The breakup of liquid volumes is a process that is ubiquitous throughout industry and nature. Recently, this process has attracted significant attention due to its importance for the functioning of a range of microfluidic technologies where one would like to be able to control the generation of uniform sized droplets which then become building blocks, as in 3D printers, or modes of transport for reagents, as in lab-on-a-chip devices.
Computations of the Breakup
We have developed a finite element code which allows us to simultaneously resolve 4-5 orders of magnitude in space in order to capture the final stages of breakup. This has been achieved in the liquid bridge geometry shown below.
Typical simulation of the breakup of a liquid bridge trapped between stationary plates, showing the formation of a satellite drop.
Identifying Regimes and Transitions
Computations are used to establish the accuracy of various scaling laws, see [Eggers & Villermaux 08], proposed for the breakup to identify regimes and their transitions. To do so, one must map parameter space as characterised by the Ohnesorge number (a kind of dimensionless viscosity), whose effect on the breakup can be seen below.
Our article on this topic, entitled ``Capillary Breakup of a Liquid Bridge: Identifying Regimes and Transitions'', has been accepted for publication in the Journal of Fluid Mechanics, and a preprint can be obtained here.

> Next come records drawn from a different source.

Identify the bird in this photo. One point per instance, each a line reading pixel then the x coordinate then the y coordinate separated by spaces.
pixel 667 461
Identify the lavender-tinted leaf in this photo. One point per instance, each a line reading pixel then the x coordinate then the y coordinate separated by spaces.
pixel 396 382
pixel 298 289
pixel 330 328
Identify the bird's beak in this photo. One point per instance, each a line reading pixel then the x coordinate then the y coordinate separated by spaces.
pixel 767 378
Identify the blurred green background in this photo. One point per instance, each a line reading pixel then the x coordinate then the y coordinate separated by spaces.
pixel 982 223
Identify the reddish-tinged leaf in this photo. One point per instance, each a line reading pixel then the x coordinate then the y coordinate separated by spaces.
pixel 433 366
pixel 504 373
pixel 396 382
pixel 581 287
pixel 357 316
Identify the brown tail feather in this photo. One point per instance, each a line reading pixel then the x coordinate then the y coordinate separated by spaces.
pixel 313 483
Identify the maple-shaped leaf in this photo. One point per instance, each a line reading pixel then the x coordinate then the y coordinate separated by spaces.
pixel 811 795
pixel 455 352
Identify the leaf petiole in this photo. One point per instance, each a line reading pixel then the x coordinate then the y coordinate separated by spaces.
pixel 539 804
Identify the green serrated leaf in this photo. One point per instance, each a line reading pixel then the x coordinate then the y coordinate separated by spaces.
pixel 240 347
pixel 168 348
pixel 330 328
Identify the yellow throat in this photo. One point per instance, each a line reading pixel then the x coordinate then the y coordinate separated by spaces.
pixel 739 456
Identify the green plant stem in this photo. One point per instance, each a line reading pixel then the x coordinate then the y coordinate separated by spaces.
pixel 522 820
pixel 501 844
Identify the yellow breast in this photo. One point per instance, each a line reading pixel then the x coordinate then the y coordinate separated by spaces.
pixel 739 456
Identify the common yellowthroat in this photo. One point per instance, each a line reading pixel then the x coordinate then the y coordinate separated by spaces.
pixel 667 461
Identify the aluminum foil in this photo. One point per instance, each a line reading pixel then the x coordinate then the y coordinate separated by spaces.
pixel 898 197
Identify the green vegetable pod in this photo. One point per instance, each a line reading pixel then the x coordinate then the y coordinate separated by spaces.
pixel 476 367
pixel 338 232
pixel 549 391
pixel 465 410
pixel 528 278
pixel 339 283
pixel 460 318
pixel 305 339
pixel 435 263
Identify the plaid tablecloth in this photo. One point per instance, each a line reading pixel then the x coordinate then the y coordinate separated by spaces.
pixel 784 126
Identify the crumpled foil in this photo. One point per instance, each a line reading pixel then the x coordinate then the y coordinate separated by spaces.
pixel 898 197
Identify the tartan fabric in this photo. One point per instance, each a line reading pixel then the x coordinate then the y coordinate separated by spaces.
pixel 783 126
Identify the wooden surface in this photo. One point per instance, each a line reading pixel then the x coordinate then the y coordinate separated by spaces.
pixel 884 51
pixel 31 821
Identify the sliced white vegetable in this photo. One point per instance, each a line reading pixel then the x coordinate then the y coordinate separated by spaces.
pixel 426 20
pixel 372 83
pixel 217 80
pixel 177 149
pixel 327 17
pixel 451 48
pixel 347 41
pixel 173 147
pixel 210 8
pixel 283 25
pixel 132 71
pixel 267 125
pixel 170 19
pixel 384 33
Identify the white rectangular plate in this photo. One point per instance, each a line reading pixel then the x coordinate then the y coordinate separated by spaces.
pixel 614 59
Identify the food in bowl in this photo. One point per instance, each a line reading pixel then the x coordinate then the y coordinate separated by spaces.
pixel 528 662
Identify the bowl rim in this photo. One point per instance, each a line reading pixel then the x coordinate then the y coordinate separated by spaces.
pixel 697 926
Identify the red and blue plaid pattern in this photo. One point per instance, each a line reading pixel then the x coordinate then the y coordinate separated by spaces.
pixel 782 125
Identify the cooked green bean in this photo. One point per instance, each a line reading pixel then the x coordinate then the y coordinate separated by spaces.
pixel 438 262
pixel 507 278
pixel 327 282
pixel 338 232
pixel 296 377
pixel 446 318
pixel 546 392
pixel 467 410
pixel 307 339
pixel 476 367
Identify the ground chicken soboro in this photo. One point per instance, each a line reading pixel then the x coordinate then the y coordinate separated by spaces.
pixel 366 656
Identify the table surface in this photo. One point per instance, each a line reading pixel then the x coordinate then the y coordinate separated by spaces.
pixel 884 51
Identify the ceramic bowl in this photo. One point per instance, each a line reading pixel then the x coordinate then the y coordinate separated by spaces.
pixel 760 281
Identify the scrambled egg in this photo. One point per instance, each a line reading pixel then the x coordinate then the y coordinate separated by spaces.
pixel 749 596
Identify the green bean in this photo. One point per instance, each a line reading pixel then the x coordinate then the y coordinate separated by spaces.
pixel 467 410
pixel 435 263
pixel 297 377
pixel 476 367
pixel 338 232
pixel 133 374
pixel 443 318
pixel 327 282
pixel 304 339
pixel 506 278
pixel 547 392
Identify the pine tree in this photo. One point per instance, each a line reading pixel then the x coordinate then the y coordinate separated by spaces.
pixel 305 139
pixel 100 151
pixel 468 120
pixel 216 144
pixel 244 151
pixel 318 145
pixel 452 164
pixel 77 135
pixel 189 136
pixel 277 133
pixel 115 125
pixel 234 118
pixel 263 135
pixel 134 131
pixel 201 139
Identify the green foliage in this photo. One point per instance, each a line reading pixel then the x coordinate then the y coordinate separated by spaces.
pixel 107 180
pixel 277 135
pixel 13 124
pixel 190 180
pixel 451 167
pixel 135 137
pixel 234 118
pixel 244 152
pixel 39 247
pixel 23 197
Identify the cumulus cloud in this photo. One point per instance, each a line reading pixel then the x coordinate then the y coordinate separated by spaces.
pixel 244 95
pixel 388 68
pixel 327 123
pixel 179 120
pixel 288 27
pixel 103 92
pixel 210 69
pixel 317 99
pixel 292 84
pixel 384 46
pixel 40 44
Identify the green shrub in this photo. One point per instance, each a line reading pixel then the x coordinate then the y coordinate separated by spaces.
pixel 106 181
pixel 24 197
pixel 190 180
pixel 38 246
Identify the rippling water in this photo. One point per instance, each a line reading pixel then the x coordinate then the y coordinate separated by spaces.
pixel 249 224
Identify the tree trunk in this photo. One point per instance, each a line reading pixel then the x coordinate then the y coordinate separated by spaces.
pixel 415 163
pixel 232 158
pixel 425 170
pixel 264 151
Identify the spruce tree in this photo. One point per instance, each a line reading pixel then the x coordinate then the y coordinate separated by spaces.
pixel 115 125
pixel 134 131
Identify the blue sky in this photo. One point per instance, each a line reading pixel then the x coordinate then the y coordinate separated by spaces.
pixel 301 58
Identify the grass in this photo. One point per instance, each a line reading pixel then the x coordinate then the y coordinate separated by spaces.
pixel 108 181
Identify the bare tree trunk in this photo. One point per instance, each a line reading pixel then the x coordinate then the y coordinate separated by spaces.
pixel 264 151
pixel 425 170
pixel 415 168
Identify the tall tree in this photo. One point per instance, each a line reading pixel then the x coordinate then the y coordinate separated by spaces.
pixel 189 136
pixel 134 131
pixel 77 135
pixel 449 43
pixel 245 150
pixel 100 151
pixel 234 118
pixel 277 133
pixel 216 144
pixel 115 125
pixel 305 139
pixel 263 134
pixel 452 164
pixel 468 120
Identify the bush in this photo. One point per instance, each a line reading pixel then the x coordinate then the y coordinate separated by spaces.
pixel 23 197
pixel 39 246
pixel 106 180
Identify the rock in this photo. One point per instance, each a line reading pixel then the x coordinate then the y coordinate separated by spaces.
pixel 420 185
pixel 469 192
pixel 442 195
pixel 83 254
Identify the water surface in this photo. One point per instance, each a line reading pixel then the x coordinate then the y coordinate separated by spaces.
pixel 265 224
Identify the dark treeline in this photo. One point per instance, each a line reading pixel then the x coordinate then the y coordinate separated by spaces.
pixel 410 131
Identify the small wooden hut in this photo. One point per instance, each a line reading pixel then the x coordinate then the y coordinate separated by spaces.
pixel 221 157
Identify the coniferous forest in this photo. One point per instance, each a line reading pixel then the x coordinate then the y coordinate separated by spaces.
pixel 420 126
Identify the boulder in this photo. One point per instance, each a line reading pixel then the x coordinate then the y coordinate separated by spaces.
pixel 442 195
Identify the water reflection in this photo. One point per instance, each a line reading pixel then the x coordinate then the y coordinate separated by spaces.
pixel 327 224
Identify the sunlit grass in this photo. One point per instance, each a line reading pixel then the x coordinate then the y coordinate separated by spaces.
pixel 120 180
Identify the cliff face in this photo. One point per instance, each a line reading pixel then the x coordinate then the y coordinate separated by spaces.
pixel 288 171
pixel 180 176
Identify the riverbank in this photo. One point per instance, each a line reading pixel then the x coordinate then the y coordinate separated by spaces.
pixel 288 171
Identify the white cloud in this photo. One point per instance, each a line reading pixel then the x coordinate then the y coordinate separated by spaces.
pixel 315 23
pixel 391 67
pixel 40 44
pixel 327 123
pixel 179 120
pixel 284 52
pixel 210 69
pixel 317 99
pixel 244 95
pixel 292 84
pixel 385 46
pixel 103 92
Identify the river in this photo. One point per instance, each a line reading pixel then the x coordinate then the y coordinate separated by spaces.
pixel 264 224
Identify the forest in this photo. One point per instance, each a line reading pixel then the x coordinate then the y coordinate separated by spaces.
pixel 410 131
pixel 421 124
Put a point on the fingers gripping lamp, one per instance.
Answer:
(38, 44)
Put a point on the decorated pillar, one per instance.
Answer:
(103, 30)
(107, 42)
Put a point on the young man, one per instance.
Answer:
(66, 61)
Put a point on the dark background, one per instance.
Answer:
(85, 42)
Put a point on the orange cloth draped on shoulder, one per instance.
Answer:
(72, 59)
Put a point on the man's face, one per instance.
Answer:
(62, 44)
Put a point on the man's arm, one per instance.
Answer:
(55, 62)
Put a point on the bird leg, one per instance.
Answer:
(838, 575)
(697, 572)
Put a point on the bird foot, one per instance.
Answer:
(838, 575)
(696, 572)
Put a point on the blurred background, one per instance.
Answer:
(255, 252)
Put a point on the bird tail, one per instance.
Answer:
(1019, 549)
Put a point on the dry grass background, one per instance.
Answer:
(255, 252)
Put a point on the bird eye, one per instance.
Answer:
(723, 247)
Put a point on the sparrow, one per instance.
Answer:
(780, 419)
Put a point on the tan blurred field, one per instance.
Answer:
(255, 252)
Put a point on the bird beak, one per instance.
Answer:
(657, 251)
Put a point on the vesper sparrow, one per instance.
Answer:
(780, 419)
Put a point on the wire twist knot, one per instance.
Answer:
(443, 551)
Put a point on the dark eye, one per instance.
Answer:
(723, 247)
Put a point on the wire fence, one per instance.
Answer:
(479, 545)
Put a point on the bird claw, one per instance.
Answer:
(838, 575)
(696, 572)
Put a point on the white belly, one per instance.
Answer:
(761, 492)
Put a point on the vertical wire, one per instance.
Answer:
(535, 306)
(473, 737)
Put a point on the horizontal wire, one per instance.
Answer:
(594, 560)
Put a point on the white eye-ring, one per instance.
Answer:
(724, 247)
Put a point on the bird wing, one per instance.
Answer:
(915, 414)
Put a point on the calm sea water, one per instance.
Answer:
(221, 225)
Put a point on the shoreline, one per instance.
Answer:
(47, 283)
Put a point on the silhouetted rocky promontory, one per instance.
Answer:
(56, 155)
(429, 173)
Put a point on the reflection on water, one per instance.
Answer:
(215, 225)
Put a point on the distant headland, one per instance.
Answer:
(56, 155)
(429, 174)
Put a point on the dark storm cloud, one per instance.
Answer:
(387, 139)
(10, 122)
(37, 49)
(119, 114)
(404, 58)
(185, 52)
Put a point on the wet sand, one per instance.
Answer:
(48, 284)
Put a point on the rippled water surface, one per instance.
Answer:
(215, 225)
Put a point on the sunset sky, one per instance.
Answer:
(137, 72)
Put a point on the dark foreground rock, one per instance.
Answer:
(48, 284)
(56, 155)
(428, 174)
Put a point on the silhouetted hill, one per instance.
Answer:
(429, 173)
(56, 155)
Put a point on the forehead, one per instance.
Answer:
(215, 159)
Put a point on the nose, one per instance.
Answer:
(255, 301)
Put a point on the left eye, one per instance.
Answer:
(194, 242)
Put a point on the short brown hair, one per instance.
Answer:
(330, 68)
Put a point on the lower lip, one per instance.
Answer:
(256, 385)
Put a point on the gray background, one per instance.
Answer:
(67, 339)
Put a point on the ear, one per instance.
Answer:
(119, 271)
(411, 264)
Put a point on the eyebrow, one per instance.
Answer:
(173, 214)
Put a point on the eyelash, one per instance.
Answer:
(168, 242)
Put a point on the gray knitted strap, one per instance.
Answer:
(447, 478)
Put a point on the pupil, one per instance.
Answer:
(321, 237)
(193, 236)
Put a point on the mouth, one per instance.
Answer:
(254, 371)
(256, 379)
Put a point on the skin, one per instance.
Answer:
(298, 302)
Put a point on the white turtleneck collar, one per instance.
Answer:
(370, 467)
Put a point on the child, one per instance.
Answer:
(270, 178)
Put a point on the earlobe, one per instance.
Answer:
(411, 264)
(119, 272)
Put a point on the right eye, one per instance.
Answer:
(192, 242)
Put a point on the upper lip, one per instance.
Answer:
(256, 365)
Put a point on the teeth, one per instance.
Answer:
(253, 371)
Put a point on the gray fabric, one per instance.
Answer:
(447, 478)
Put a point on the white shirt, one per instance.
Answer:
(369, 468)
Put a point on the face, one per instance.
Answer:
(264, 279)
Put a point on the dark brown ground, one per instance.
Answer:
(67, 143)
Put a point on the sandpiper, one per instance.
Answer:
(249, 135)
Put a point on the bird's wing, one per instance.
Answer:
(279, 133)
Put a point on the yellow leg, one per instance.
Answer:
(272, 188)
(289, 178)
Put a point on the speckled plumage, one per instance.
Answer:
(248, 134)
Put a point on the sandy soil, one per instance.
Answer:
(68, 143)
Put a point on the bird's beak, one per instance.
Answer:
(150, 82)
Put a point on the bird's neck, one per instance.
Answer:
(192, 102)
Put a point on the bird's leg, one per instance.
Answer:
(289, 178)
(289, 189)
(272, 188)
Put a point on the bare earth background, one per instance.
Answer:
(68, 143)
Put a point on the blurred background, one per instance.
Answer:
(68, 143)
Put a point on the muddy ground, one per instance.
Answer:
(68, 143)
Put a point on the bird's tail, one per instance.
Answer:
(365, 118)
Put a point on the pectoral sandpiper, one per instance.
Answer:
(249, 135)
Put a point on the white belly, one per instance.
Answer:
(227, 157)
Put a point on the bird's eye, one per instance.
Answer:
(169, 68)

Close-up of computations at Oh=0.001, 0.16, 10 (from left to right) showing differing dynamics of breakup. Notably, at the lowest Oh sharp corners are formed in the free surface whilst at the highest Oh no satellite drops are seen.
Open Problems
Our research has identified a number of challenges for future theoretical and computational research in this field. Perhaps most intriguingly, we have found that convergence towards the `universal' similarity solution of Eggers is oscillatory, as can be seen from the plot below of distance from breakup against breakup speed, in contrast to the Stokes flow solution of Papageorgiou, where the convergence is monotonic (curve 1 is for Oh=0.16 and curve 2 is for Oh=10). Identifying this phenomenon experimentally and gaining a deeper theoretical understanding of its origins remains an open problem.
Different Models
An alternative approach is to use a singularity free model, the interface formation model [Shikhmurzaev 05], and the initial results of this work can be found in the talks below.
Talks
Our research in this area was presented at the 2013 APS DFD meeting in Pittsburgh by Dr Yuan Li and the presentation can be found here [Li et al, 13]. A more recent talk by Dr Li, given at the BAMC 2014, is also available [Li, Oliver & Sprittles 14].